Phase 1: Exact Signature Match

The system normalizes operational summaries into signatures by replacing ephemeral tokens with placeholders:
Token TypeReplacementExample
Dates/timestamps<datetime>2026-03-15T14:30:00Z becomes <datetime>
UUIDs and hex strings<id>a8f2b3c4-... becomes <id>
Request/run IDs<id>run-abc123 becomes <id>
Numbers<num>42, 99.5% become <num>
Two items with identical signatures after normalization are exact duplicates. Example:
Original: "Gateway health: 3 agents, latency 45ms, 2026-03-15"
Signature: "gateway health <num> agent latency <num> ms <datetime>"

Original: "Gateway health: 5 agents, latency 30ms, 2026-03-16"
Signature: "gateway health <num> agent latency <num> ms <datetime>"

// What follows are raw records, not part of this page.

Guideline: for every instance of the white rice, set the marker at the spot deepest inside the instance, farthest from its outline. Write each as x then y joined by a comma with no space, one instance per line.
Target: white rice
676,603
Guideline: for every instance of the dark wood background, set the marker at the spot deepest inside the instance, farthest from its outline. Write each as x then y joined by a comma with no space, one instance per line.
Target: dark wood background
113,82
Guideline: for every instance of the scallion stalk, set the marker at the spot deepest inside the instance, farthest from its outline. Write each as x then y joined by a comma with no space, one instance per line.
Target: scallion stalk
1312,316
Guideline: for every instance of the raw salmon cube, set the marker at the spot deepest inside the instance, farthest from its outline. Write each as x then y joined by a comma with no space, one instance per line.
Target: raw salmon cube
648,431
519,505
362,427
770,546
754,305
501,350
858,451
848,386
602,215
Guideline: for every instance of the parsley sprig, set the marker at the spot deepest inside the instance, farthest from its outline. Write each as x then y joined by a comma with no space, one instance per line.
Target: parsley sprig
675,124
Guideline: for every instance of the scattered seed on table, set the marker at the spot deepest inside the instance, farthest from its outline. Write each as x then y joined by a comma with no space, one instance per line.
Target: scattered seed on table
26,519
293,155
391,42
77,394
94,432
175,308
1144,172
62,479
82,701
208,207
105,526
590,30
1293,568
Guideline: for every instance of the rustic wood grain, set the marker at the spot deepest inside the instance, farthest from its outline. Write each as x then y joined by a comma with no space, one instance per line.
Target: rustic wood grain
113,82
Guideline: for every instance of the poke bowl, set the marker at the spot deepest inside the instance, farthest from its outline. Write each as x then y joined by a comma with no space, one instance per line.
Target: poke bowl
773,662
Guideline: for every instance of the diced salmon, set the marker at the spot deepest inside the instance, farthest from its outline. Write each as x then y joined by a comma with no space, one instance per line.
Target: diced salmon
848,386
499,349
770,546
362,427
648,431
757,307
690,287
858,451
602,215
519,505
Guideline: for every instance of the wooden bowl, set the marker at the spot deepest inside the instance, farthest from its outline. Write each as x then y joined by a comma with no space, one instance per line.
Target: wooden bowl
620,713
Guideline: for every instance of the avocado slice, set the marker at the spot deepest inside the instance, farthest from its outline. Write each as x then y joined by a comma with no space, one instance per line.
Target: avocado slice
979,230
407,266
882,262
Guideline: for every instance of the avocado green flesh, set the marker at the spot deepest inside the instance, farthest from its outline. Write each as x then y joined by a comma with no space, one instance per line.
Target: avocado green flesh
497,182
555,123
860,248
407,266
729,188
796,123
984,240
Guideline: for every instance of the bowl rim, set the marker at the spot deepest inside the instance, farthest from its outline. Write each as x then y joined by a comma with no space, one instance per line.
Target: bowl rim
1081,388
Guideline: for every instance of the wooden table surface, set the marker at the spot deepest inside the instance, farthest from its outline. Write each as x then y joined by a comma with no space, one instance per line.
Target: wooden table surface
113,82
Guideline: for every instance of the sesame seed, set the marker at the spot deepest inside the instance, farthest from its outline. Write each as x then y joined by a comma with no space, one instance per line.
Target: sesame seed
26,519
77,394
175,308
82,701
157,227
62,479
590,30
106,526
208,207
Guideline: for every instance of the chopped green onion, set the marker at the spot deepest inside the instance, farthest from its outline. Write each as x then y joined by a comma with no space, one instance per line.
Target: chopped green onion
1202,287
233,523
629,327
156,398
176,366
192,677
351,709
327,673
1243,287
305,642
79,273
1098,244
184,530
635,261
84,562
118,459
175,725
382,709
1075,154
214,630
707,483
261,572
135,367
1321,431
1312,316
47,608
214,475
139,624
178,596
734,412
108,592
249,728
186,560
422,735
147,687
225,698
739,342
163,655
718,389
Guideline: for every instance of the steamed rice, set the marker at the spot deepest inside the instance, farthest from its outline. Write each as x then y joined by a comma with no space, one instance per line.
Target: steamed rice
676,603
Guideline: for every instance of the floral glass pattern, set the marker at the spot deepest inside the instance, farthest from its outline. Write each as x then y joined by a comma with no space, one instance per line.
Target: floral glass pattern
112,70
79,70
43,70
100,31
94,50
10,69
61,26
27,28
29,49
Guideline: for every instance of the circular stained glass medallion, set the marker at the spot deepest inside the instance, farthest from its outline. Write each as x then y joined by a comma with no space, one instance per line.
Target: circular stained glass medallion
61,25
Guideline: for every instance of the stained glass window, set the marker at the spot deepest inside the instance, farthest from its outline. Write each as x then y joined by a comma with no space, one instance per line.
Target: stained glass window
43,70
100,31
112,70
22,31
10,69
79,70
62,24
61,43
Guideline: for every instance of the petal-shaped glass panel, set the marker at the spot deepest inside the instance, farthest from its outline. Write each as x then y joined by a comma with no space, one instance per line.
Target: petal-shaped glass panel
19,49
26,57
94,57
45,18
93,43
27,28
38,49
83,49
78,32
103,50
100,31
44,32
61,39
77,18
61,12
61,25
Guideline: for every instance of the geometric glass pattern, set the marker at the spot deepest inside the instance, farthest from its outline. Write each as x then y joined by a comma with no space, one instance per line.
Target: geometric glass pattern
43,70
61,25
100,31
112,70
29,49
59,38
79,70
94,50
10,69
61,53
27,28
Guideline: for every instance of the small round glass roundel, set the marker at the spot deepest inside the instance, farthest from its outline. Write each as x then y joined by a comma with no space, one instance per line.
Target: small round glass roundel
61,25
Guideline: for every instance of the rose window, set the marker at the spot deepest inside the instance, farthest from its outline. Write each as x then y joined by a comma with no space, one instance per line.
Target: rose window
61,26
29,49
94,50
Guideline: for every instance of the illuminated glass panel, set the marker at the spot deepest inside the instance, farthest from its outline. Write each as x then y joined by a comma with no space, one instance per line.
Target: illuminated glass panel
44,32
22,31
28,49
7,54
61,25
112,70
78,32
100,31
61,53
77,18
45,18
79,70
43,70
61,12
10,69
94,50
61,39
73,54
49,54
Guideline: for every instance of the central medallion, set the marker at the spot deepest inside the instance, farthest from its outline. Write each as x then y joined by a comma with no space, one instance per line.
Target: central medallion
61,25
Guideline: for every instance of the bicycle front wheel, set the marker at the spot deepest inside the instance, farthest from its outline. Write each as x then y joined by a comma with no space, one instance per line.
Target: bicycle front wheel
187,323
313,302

→ Same signature → exact duplicate group

Phase 2: Token Key Match

Items not caught by exact matching are further grouped using semantic token keys. The system:
  1. Generates the normalized signature
  2. Strips stopwords (the, is, are, was, this, that, etc.)
  3. Strips placeholder tokens (<id>, <num>, <datetime>)
  4. Applies basic stemming (plural stripping: services becomes service)
  5. Sorts remaining tokens alphabetically
  6. Joins as a token key
Items with identical token keys (and at least 3 semantic tokens) are token duplicates.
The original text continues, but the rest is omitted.